The ICO compiled responses from over 2,300 participants in an online survey, and conducted fieldwork with more than a hundred stakeholders (publishers, advertisers, start-ups, adtech firms, lawyers and citizens). The ICO highlighted three key challenges of adtech: (i) transparency, (ii) lawful basis and (iii) security.
(i) Lack of transparency
One of the key findings of the forum was the consumers’ lack of understanding of online advertising and Real Time Bidding (RTB). Most respondents were unclear about how RTB works, how their data is used and how adverts are funded. This was evident when comparing their answers before and after they were provided with a description of adtech.
One of the questions in the online survey was “How acceptable is it that some websites display adverts in return for the websites being used for free?” Before explaining adtech, 63 per cent of users responded that it was acceptable how adverts fund contents, and 54 per cent preferred to see adverts that are relevant to them. However, half of the respondents did not recall seeing any explanation on websites on how adverts are personalised (this would normally appear as a ‘cookies’ notice to be accepted to continue browsing on a webpage).
The respondents then received an explanation of how adtech works, clarifying that when you visit a website, certain information may be collected by the website and merged with other information about you.
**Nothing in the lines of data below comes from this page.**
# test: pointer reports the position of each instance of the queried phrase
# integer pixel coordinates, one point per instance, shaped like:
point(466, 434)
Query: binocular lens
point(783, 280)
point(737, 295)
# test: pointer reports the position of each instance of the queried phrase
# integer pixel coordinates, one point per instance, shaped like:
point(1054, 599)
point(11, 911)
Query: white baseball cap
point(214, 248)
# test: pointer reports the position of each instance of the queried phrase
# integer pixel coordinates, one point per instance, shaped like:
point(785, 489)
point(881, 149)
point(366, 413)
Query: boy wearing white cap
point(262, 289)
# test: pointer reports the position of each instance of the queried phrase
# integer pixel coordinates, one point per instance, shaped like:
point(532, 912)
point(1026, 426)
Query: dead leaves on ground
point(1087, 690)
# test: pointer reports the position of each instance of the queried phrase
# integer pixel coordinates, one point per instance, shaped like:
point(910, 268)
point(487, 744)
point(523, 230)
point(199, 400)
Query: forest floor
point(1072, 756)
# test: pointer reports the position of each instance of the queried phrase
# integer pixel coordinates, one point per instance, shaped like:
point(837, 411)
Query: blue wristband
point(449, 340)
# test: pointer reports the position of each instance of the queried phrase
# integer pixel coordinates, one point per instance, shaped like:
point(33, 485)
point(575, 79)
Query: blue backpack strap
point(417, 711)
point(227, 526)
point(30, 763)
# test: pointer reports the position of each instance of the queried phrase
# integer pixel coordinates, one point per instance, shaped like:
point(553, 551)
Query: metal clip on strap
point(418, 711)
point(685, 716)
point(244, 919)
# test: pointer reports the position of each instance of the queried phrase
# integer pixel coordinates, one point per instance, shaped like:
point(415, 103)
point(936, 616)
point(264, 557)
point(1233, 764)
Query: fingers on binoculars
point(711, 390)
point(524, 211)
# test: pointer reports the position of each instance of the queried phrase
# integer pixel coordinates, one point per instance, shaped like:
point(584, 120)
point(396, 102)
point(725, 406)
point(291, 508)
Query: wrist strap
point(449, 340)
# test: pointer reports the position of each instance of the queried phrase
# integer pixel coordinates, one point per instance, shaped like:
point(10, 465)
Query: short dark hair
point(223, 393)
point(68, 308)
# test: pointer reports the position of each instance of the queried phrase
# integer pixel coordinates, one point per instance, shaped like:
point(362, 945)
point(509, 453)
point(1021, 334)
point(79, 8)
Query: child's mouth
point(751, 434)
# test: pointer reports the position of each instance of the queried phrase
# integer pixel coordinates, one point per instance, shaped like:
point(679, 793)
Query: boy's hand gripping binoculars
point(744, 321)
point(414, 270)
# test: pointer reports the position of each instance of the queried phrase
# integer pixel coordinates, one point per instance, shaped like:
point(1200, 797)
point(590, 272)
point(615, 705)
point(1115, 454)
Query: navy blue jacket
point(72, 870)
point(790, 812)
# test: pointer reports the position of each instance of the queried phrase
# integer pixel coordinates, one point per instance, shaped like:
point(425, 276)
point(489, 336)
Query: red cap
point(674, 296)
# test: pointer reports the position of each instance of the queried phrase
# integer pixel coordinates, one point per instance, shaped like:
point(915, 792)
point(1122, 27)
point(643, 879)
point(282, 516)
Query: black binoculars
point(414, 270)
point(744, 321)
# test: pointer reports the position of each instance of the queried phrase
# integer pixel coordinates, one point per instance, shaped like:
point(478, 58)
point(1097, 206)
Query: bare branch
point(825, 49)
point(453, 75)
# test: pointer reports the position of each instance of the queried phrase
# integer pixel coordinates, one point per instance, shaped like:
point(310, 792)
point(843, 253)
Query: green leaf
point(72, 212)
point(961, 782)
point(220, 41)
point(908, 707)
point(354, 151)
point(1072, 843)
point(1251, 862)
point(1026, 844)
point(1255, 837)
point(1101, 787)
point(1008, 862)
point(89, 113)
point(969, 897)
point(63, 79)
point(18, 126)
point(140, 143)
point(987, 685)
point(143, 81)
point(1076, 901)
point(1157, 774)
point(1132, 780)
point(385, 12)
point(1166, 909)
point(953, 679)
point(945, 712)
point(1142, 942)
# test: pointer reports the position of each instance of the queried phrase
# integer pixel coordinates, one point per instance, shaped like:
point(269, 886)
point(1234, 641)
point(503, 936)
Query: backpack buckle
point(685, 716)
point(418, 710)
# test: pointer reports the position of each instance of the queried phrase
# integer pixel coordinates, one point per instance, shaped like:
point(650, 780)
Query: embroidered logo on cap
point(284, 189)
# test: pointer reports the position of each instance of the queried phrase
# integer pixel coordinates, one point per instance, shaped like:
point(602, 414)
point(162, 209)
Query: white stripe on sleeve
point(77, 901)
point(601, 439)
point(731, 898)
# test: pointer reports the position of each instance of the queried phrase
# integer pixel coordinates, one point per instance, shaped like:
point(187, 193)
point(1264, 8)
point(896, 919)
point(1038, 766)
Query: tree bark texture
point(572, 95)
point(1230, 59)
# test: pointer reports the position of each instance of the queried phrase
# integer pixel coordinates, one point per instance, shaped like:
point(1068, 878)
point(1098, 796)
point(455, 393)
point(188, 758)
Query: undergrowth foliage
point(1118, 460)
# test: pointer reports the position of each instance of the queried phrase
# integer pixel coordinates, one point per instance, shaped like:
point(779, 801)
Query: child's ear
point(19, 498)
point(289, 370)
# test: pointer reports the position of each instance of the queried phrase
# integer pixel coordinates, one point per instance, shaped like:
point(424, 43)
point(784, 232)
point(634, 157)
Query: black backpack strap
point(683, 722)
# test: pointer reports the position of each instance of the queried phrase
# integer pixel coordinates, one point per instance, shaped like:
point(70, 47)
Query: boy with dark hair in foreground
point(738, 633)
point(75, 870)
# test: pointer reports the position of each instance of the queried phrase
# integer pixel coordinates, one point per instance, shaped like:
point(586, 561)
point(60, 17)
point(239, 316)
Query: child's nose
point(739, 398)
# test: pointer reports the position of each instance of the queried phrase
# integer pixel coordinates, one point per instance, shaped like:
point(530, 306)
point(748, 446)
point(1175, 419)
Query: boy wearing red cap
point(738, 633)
This will then be shared (via third party intermediaries) with advertisers who then bid against each other to display their advert to you. This process will happen in an instant. Unsurprisingly, upon receiving this explanation, the number of respondents considering the acceptability of how their data is shared fell dramatically to 36 percent.
The lack of transparency also became clear as the majority of respondents thought that their browsing history, purchase history and location were the main types of information used to generate adverts when, in fact, gender, device identifiers, IP addresses, year of birth and unique user ID codes are also shared with advertisers.
(ii) Lawful basis
The lawful basis required under GDPR to process personal data in the RTB process was also debated, in particular the reliance on consent. Publishers argued that the more visible the consent mechanisms, the more this encouraged users to click ‘no’. This would tilt the balance in favour of bigger industry players, who obtain consent through social media platforms, to then “sweep up the revenue”. On the other hand, consent ought to be treated with caution as not many users usually understand what they are really consenting to.
Stakeholders also considered the importance of preserving security between the various controllers and processors in an RTB bid request, especially given the lack of control over where personal data is shared. Others also pointed to data in RTB being used for negative targeting, hence more needed to be done to protect data subjects, especially vulnerable groups such as children.
Comment – change on the horizon?
Despite the obvious tensions between adtech and data protection, stakeholders appear prepared to have constructive discussions to reach a consensus to improve the system, especially for consumers. The ICO is set to use the findings of this investigation and take imminent action to align the increasingly sophisticated advertising technology with today’s legislative framework.